Wpisał: Mirosław Dakowski   
24.05.2009.

[w 124-tą rocznice śmierci CKN]

 

" Okręt zwany Cywilizacja "

 

Co dzień woda w okręt ciecze

Nogą z łoża ani stąp;

Co wieczora – o! człowiecze,

W górę rękaw! – i do pomp.

        

         Pożegnałem, co kochałem,

         Upominek złączy nas;

         Ręką jedną – p r z e s t r z e ń   dałem,

         Drugą ręką dałem   c z a s .

 

Co dzień woda w okręt ciecze

Nogą z łoża ani stąp;

Co wieczora – o! człowiecze,

W górę rękaw! – i do pomp.

 

 

Jakoż – od oczyszczanego najstaranniej miedzianego gwoździa okrętowego, aż do gwiazdy w niebiosach jak gwóźdź błyszczącej. Takoż, od safirowej chwili najpogodniejszego uciszenia aż do czarności otchłannej burz powietrznych – od wyciągniętych różowych  rąk dziecięcia ku rybom wielkim, co idą za okrętem niby że psy domowe, aż do rzucających twarde rozkazy gestów okrętowego kapitana w rękawice futrem szorstkie uzbrojonego. Jakoż od tego, co podpiera i uspokaja, aż do tego, co tobą jako liściem suchym pomiata i czyni ciebie znikomością podrywana z planety, albo daje ci uczucie do onych dwóch w niczym niepodobne: bo uczucie tępego i głuchego spokoju materii ze znużenia – uczucie głębokie i nikczemne! – podobne do rozmowy ciała człowieczego z piaskiem grobu, który jemu należy, albo atomów ciało człowieka składających z planetarnym ciążenia środkiem.
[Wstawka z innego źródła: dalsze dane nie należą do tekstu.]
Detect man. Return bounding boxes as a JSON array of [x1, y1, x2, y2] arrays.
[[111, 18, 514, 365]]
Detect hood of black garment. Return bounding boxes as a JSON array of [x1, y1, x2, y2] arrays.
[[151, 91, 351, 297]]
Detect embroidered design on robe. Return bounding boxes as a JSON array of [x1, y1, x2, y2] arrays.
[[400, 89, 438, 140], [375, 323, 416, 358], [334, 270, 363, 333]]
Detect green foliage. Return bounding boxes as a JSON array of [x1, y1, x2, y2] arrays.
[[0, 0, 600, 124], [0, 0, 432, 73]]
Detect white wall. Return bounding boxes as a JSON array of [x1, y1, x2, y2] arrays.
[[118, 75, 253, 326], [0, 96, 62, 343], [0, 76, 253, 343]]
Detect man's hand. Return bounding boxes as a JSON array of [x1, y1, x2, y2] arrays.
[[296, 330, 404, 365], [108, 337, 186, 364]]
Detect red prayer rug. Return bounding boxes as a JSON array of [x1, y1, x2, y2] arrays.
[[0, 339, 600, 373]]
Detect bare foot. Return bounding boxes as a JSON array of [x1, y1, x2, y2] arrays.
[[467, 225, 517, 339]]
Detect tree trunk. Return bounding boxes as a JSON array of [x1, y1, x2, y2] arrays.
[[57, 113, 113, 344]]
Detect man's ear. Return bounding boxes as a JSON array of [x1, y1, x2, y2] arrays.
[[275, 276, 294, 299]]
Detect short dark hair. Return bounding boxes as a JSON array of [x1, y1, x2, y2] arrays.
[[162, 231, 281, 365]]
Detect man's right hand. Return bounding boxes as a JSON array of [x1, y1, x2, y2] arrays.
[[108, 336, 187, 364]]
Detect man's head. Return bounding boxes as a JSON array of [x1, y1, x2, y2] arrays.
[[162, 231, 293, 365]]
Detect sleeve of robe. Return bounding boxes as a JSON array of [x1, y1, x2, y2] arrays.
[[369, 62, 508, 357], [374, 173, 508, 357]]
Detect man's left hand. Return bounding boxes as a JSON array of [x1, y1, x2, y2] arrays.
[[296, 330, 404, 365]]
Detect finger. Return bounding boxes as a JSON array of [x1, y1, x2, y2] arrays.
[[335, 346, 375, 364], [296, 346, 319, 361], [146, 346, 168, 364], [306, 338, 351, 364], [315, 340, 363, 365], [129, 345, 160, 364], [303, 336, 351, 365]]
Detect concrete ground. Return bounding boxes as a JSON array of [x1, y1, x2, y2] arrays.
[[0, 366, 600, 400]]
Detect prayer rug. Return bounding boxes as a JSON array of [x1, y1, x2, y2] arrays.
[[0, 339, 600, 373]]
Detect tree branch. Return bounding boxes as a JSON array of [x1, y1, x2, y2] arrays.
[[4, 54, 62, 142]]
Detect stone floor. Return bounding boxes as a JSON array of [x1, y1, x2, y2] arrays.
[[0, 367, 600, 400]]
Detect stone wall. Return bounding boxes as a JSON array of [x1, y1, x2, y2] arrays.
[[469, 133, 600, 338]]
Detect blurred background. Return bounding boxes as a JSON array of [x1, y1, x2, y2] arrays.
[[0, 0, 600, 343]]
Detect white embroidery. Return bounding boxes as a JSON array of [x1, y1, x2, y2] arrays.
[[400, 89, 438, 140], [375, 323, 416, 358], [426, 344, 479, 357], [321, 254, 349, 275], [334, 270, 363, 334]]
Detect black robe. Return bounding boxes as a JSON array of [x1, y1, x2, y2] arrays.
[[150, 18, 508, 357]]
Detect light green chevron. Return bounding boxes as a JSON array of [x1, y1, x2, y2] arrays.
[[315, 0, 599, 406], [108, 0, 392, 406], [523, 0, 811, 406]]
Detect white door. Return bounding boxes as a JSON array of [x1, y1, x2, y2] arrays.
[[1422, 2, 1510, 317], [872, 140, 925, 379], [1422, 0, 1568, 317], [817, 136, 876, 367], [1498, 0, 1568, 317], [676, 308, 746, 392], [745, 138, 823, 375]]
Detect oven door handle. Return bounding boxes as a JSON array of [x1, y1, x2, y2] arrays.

Kiedy, jednym słowem, j e s t e ś  dlatego tylko, że przed chwilą  b y ł e ś, nim, na mokrym i mętnym zwoju poplątanych sznurów okrętowych wyciągnąwszy się, rzekłeś sobie niezrozumiałym językiem dla nikogo:

 „O t o   j e s t   s t a t e c z n o ś ć   i   s p o c z y n e k.” 

(…) jak deski, które w portowych miastach na wybrzeżach martwo i cicho leżą – żebyście wy wiedzieli, do ila patetycznymi one są sprzętami! – Wszakże one nie więcej nad półtora stopy bywają długie, a połączające nieraz  ś w i a t a   c z ę ś c i   !

 

         Pożegnałem, co kochałem,

         Upominek złączy nas;

         Ręką jedną – p r z e s t r z e ń   dałem,

         Drugą ręką dałem   c z a s .

 

Tyle sam Norwid,  więc pozwalam sobie choć tyle uczynić aby go upewnić, że nie wszyscy … zapomnieli.

W dniu jego 124 rocznicy śmierci gdy umęczony i schorowany 22 maja Ad 1883 takie oto wyszeptał ostatnie słowa: „ P r z y k r y j c i e    m n i e    l e p i e j” – Umiera nad ranem 23 Maja Ad 1883.

To wielka łaska móc go rozumieć, dzięki niej ten zezwierzęcony świat AD 2009 – nie może mi wiele uczynić!

Rodacy moi po świecie rozgonieni, sięgajcie po mądrość naszych przodków, a byli niezwykle mądrzy, czego nam świat tak zazdrości… że aż nas unicestwić pragnie!